1. The rise of feminism.
2. The whole free love thing.
3. THE MUSIC, THE MUSIC, THE MUSIC. THE BEATLES, IS IT NECESSARY FOR ME TO SAY MORE? But I will say more, for your benefit, oh uneducated urchins. The Supremes, Bob Dylan, Bob Marley, The Who, The Rolling Stones, The Mamas and the Papas, The Beach Boys, The Velvet Underground, The Seekers. The people who lived in this era were blessed with good music on the radio, unlike the trash on ours with constant references to dicks and chicks and chicks with dicks.

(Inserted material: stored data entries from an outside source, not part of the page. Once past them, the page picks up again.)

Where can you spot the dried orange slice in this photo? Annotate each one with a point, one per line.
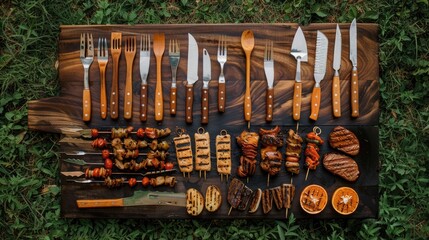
(345, 200)
(313, 199)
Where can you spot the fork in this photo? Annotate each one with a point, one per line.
(115, 49)
(174, 56)
(86, 57)
(102, 58)
(158, 50)
(144, 71)
(221, 58)
(130, 53)
(269, 74)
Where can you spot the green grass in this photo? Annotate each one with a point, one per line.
(29, 181)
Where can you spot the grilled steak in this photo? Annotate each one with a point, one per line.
(342, 166)
(344, 140)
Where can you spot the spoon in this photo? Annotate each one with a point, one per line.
(247, 43)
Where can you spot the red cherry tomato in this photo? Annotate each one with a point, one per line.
(94, 133)
(145, 181)
(108, 164)
(169, 166)
(140, 133)
(132, 182)
(105, 153)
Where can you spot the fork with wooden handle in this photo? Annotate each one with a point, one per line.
(86, 57)
(158, 50)
(130, 53)
(144, 71)
(115, 49)
(103, 58)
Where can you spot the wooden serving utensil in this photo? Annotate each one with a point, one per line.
(130, 53)
(158, 50)
(247, 43)
(115, 49)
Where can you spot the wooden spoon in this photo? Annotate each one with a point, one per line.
(247, 43)
(158, 50)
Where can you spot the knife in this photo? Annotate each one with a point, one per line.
(354, 83)
(319, 73)
(192, 77)
(336, 99)
(299, 51)
(207, 74)
(140, 198)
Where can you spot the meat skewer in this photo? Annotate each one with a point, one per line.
(184, 152)
(202, 151)
(293, 152)
(271, 158)
(223, 154)
(312, 156)
(248, 141)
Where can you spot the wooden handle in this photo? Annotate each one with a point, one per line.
(221, 97)
(355, 94)
(103, 97)
(143, 102)
(189, 102)
(247, 99)
(269, 105)
(119, 202)
(315, 103)
(114, 94)
(336, 97)
(173, 101)
(205, 106)
(159, 100)
(128, 97)
(86, 101)
(296, 101)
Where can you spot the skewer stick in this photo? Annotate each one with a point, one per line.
(268, 180)
(306, 175)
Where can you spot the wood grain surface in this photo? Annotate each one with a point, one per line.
(62, 113)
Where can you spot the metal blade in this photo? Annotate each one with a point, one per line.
(337, 50)
(192, 60)
(353, 43)
(299, 46)
(156, 198)
(321, 57)
(207, 70)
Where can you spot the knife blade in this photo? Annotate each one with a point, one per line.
(192, 77)
(299, 51)
(336, 99)
(207, 74)
(354, 89)
(140, 198)
(319, 73)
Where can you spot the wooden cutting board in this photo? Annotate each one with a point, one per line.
(59, 114)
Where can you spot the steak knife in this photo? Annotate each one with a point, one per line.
(336, 99)
(299, 51)
(192, 77)
(207, 74)
(319, 73)
(140, 198)
(354, 89)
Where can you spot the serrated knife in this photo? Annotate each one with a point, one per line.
(336, 93)
(207, 74)
(299, 51)
(140, 198)
(319, 73)
(354, 89)
(192, 77)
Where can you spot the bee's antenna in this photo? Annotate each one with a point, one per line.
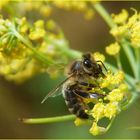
(102, 64)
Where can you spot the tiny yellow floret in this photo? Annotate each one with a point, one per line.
(96, 130)
(113, 49)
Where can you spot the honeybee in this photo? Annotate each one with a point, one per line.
(76, 87)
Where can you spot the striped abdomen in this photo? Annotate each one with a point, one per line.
(75, 106)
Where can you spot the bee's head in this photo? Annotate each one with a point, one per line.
(90, 66)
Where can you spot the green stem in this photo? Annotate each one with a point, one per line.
(65, 49)
(48, 120)
(131, 81)
(104, 14)
(130, 57)
(137, 54)
(110, 124)
(28, 44)
(131, 101)
(118, 61)
(134, 128)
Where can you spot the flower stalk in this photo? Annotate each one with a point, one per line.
(48, 120)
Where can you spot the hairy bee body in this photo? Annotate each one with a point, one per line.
(73, 102)
(77, 86)
(73, 89)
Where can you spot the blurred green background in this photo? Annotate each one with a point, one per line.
(19, 101)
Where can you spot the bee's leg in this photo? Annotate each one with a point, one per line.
(87, 84)
(84, 94)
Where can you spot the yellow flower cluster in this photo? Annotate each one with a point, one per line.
(18, 61)
(114, 92)
(128, 27)
(45, 8)
(113, 49)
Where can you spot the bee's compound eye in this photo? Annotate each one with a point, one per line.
(87, 63)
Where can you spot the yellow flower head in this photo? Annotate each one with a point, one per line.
(98, 56)
(96, 130)
(111, 110)
(120, 18)
(120, 31)
(115, 95)
(38, 31)
(79, 121)
(98, 111)
(113, 49)
(112, 79)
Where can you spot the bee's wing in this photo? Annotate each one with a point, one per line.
(53, 93)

4. I just conclude that the 60s seemed like a beautiful time to be alive in.
I watched
The Boat That Rocked recently, which just reinforced my intense love for this decade. This movie was impossible to not be good from the outset. BILL NIGHY? RHYS DARBY? PHILLIP SEYMOUR HOFFMAN? Please. The only possible way that that cast could be improved if we banded together the Beatles, Zooey Deschanel and Obama and gave them cameos. The music was beautiful, the funny bits were funny, the whole message behind it was exquisite, the music was beautiful, the characters were endearing. Run, don't walk to your nearest Blockbusters and hit that shit up on your DVD player. Now.

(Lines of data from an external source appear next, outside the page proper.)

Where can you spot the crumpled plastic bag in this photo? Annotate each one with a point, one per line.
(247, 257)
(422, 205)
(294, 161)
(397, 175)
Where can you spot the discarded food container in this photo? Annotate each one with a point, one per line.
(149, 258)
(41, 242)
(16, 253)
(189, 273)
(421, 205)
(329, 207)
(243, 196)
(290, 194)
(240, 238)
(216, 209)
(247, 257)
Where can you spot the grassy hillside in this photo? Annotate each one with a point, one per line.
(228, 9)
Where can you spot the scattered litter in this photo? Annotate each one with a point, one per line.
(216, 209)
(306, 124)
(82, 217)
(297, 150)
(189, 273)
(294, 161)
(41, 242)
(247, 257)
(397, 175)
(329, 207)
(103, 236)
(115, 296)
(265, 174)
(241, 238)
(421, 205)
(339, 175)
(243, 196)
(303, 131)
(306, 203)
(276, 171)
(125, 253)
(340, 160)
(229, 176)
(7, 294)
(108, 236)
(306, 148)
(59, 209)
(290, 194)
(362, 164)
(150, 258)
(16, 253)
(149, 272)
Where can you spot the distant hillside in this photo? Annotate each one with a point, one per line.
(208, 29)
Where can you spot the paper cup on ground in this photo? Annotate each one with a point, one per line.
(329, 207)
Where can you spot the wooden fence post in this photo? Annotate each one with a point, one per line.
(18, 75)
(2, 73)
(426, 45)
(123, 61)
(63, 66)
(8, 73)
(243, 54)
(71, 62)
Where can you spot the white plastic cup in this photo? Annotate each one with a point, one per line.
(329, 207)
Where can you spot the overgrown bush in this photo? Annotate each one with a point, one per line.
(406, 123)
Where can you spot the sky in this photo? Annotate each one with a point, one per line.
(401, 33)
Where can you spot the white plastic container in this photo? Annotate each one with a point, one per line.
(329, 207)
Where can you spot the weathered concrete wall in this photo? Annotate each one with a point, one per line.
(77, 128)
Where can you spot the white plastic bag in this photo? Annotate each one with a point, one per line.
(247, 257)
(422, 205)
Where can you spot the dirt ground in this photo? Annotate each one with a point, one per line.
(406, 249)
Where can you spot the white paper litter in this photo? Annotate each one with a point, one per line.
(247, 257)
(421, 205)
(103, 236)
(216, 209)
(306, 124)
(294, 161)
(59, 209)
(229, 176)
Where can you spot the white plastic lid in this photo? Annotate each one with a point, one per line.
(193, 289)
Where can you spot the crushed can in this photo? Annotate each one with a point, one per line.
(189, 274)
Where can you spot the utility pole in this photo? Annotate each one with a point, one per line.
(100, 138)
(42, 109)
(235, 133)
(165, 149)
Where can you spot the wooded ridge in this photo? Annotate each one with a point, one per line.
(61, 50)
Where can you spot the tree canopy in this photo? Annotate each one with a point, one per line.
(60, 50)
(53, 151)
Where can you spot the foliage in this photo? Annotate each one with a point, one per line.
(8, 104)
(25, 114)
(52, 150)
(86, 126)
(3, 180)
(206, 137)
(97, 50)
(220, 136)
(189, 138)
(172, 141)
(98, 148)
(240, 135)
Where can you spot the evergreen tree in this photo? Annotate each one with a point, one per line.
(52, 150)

One movie that didn't strike up a passionate love affair with me was
Blindness. I had the highest expectations for this movie. I had EVERY HOPE THAT I COULD MUSTER IN MY 45KG ASIAN BODY directed towards this movie. And it disappointed me like nothing else, like a son disappointing his father by missing the ball completely in a softball game and knocking the referee out.

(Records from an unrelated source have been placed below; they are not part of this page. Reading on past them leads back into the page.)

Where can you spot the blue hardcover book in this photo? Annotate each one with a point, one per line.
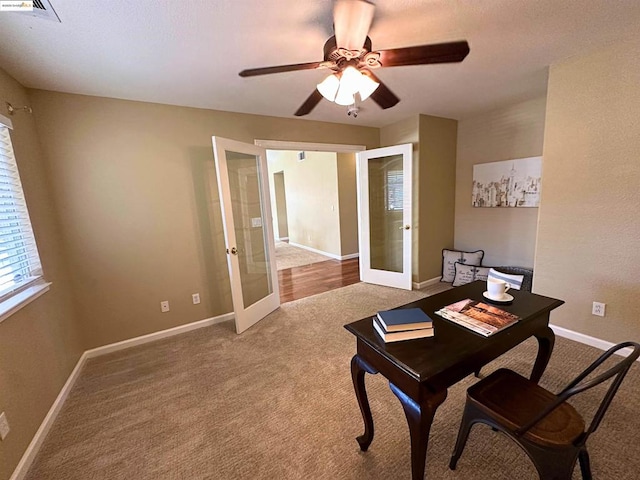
(401, 319)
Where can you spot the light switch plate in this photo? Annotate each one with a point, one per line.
(4, 426)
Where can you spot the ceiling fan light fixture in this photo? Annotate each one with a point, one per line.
(367, 86)
(328, 88)
(344, 97)
(350, 80)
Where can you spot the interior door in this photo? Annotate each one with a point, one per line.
(248, 229)
(384, 215)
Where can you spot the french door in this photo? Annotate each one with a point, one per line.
(384, 215)
(248, 229)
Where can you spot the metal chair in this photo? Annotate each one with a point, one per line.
(550, 431)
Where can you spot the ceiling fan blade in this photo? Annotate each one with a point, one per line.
(351, 22)
(382, 95)
(423, 54)
(252, 72)
(309, 104)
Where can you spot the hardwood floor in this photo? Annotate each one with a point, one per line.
(300, 282)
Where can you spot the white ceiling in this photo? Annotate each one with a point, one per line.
(183, 52)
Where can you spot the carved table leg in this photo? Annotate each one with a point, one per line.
(419, 417)
(546, 339)
(358, 368)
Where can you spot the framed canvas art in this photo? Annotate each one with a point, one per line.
(510, 183)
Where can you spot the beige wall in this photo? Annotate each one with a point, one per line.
(312, 196)
(434, 160)
(589, 225)
(507, 235)
(40, 344)
(135, 184)
(400, 133)
(279, 206)
(436, 192)
(348, 203)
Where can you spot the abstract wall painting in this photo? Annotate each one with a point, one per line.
(510, 183)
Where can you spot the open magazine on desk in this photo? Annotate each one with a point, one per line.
(478, 316)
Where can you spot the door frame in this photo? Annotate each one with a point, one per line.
(397, 279)
(323, 147)
(249, 316)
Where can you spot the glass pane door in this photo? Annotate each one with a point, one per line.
(242, 182)
(248, 218)
(384, 202)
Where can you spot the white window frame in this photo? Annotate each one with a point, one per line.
(14, 296)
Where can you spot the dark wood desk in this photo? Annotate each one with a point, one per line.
(420, 371)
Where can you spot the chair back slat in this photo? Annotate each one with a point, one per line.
(579, 385)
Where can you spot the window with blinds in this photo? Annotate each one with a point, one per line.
(19, 260)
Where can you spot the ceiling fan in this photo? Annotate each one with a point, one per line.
(349, 56)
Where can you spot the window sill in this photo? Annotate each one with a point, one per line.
(22, 299)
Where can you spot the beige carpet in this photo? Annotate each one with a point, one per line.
(277, 403)
(289, 256)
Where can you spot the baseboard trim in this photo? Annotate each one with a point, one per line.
(151, 337)
(426, 283)
(36, 442)
(588, 340)
(32, 450)
(326, 254)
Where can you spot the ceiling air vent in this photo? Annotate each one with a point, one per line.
(43, 9)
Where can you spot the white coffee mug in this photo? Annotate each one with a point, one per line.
(497, 288)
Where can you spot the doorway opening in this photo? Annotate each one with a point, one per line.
(314, 193)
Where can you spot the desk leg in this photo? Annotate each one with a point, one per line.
(358, 368)
(419, 417)
(546, 339)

The book that I fell in love with, by the same name, is written by Jose Saramago, who is a genius.
Blindness is about an epidemic of "white blindness", where the black void that a blind person usually experiences is instead replaced with one of neverending whiteness - constantly referred to in the book as a milky sea. It starts off with a doctor's wife following her husband into quarantine, even though she isn't blind, somehow immune. Rules are soon abandoned and anarchy ensues in the quarantine, with thugs and rape commonplace. When one day, they venture out to ask the guards something, and find nobody there, they wander out into the ravaged world to find that the whole world is blind, with only one person to see it.
I think losing my sight is one of my worst fears. It is far more terrifying than any other loss of the senses, especially so for me as photography is basically the only thing I'm passionate about, and what good is a photographer without their sight? Anyway, the movie was terrible and didn't live up to the standard the book set.
OH PS, FOR THE TWO COMMENTORS WHO ASKED FOR SHOPPING RECOMMENDATIONS IN SYDNEY:
Generally
I'm not really cluey about the whole retail shopping thing - but I guess QVB in the city, Parramatta Westfields, all the major shopping centres. Miranda Westfields is huge, if you're into that type of thing, and I guess if you're into a tourist kind of experience - hit up all the markets - Paddy's markets, Bondi markets, Glebe markets etc.
Salvos/second hand shops/charity stores
Through experience, I've found that Salvos has ruder shop assistants (probably a rash generalisation), and way, way steeper prices. The Smith Family Shop is good, and so is Vinnies. Haven't been to a Savers or Lifeline (i think?) yet, but will blog about them when I do. Fairfield has a large concentration of charity stores/second hand shops, and Bankstown as well. The more expensive "vintage" clothing can be found in Paddington and Newtown in the boutiques that source the clothinng for you. Marrickville and Burwood seem to be good hunting grounds. The non-charity second hand clothing stores seem to have a higher concentration of quality clothes but they're far and few between.